C’est un textile qui va à partir de là se généraliser, et qui va surtout être l’objet d’une réappropriation permanente entre le continent africain et l’Europe. Plus que cela : le wax est désormais copié et recopié – ce qui contribue d’une certaine manière à le rendre toujours plus incontournable. Au point de peut-être faire passer au second plan les textiles spécifiquement africains, tels que les bogolans maliens, ou encore le rabal sénégalais, ou – plus connus les tissus kenté ashantis.
En même temps le wax est réinterprété et investi par de nombreux créateurs africains contemporains, tels que le camerounais Serge Mouangue qui fait dialoguer la culture japonaise du kimono et le wax, Yinka Shonibare qui interroge la construction identitaire de l’individu à l’époque postcoloniale au travers du vêtement et du costume, en utilisant le batik[1] ou encore les créateurs Loza Maleombhoou et Elie Kuamé, qui ont collaboré avec l’entreprise Vlisco à l’occasion du 170e anniversaire de l’entreprise néerlandaise[2]. Le wax a donc une place à part dans la culture africaine et mondiale, qu’il convient d’interroger, dans ses relations avec l’Europe notamment.

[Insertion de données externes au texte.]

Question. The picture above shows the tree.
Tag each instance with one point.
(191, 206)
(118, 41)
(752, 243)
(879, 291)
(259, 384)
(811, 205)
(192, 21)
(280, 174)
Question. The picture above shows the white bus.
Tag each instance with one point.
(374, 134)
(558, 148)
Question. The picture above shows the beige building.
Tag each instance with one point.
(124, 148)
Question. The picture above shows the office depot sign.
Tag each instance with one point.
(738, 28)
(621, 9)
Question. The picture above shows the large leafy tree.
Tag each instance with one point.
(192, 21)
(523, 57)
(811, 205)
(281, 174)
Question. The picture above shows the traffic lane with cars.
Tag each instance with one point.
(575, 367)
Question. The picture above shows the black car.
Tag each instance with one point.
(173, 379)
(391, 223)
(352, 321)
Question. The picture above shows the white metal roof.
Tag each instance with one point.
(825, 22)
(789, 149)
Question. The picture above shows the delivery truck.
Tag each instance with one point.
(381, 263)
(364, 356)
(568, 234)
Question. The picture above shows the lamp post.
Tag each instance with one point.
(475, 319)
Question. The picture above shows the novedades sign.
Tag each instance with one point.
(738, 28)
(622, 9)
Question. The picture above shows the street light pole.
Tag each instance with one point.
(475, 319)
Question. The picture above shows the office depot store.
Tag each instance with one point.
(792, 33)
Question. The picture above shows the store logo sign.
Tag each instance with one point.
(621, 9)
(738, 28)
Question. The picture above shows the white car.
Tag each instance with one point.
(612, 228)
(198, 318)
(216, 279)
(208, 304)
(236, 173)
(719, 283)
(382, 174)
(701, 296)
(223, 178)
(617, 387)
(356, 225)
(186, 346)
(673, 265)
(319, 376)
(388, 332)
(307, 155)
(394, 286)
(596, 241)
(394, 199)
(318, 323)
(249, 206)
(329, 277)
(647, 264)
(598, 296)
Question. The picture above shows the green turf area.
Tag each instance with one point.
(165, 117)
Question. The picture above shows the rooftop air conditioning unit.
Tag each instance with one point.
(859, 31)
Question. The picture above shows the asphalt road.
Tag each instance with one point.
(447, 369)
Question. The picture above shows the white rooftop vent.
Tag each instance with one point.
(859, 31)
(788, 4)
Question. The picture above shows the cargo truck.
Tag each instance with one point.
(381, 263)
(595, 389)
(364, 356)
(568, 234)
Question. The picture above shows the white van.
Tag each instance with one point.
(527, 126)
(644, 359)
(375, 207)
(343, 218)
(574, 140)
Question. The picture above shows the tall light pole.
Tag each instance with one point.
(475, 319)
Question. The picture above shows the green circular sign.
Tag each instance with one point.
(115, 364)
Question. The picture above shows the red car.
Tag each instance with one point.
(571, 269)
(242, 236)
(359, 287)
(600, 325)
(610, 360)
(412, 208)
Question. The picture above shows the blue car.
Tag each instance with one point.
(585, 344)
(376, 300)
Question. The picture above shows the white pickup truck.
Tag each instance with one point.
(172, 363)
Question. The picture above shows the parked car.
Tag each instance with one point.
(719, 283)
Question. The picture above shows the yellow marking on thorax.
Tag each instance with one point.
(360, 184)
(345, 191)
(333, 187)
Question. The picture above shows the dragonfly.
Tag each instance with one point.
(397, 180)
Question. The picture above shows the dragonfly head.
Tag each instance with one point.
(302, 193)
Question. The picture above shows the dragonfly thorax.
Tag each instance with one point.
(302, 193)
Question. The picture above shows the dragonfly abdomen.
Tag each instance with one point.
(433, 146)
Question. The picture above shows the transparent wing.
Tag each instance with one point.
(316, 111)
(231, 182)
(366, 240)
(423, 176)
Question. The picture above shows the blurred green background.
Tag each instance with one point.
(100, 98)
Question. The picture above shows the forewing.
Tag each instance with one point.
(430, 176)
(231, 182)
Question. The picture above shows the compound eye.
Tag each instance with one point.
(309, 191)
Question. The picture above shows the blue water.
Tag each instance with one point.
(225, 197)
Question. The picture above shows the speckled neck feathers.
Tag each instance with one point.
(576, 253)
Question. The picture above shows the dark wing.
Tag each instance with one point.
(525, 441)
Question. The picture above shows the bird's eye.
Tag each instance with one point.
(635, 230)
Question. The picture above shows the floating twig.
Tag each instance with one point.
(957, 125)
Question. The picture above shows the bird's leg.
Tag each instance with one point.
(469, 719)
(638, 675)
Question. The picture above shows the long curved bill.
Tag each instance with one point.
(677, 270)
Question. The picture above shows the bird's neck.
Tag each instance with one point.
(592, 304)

De nombreuses expositions ont rendu compte ces dernières années des échanges vivaces, quelquefois complexes et conflictuels entre les continents à propos des textiles africains et la mode [3], et notamment à propos du wax. Il convient d’interroger les codes, les signes que véhiculent le wax pour en dégager des éléments d’une sémiologie qui tend à se redéfinir en permanence, et de questionner les contextes et glissements de sens opérés au fil des réappropriations culturelles[4]. Car ce qui est intéressant dans les cultures du wax, c’est justement l’invention d’une «tradition inventée»[5].